「さよでございますねぇ~、何分よろしゅうお願い致しやすっ!」
「おお! まあ、ゆっくりしていけっ!」
「いや、そうもしてられねぇ~んでっ! 家(うち)のかかぁ~に、どやされちまいまさぁ~」
「ははは…そりゃ~大変(てえへん)だっ!」
兵馬が納得すると、喜助は残った冷めた茶を慌(あわ)て気味(ぎみ)に飲み干すと、スクッ! と立ち上がった。
「探りは、そのまま続けてくれ…」
「へいっ! そいじゃあ~」
喜助が立ち去ると、兵馬はお駒が待つ奥の間へと取って返した。
「なんだったんで、ございます?」
「いやぁ~、大(てえ)したこともねぇ野暮用よっ!」
「さよでしたか…。まあ、お口直しに…」
「ああ…」
兵馬は、お駒が差し出す地炉利の酒を杯(さかずき)に受けると、グビッ! と飲み干した。
「今日は、お泊りなんでございましょ?」
少し色めいた目つきでお蔦が兵馬を窺(うかが)う。兵馬としては少し疲れもあってか、あんなことやこんなことを…と思う気分は失せていた。

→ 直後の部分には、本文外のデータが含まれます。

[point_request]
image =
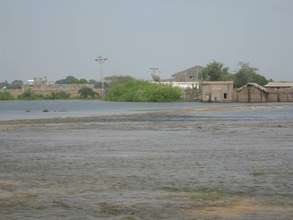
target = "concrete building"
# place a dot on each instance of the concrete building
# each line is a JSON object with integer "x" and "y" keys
{"x": 182, "y": 85}
{"x": 251, "y": 92}
{"x": 216, "y": 91}
{"x": 188, "y": 75}
{"x": 281, "y": 91}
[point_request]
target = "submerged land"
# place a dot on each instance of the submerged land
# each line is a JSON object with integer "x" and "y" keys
{"x": 205, "y": 163}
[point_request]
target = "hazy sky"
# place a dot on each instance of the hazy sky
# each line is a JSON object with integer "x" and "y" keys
{"x": 61, "y": 37}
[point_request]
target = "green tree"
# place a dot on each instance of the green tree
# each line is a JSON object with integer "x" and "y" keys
{"x": 215, "y": 71}
{"x": 16, "y": 84}
{"x": 133, "y": 90}
{"x": 86, "y": 92}
{"x": 247, "y": 74}
{"x": 28, "y": 94}
{"x": 5, "y": 95}
{"x": 59, "y": 95}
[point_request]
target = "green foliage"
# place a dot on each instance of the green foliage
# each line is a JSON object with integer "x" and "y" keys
{"x": 248, "y": 74}
{"x": 58, "y": 95}
{"x": 132, "y": 90}
{"x": 28, "y": 94}
{"x": 86, "y": 92}
{"x": 5, "y": 95}
{"x": 215, "y": 71}
{"x": 16, "y": 84}
{"x": 71, "y": 80}
{"x": 111, "y": 80}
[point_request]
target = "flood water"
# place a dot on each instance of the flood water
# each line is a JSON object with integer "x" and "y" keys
{"x": 166, "y": 161}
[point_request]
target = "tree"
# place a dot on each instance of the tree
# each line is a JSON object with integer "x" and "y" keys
{"x": 5, "y": 95}
{"x": 215, "y": 71}
{"x": 68, "y": 80}
{"x": 16, "y": 84}
{"x": 247, "y": 74}
{"x": 134, "y": 90}
{"x": 117, "y": 79}
{"x": 86, "y": 92}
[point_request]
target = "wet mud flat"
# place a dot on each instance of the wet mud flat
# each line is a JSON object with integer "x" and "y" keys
{"x": 165, "y": 165}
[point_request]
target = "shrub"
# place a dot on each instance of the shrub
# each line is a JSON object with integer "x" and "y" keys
{"x": 134, "y": 90}
{"x": 28, "y": 94}
{"x": 5, "y": 95}
{"x": 59, "y": 95}
{"x": 86, "y": 92}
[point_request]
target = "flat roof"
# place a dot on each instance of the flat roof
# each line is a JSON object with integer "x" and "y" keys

「んっ!? いや、それがな…。ちと、急ぎの用があってのう」
「さい、ざんすか? ひと月ばかりお見限りでございますのに…」
「そうだったか? まあ、いいではないか。この前、銀の簪(かんざし)を買ってやったではないか」
「ソレとコレとは別の話でござんしょ?」
少し膨(ふく)れっ面(つら)でお駒は兵馬を可愛く睨(にら)んだ。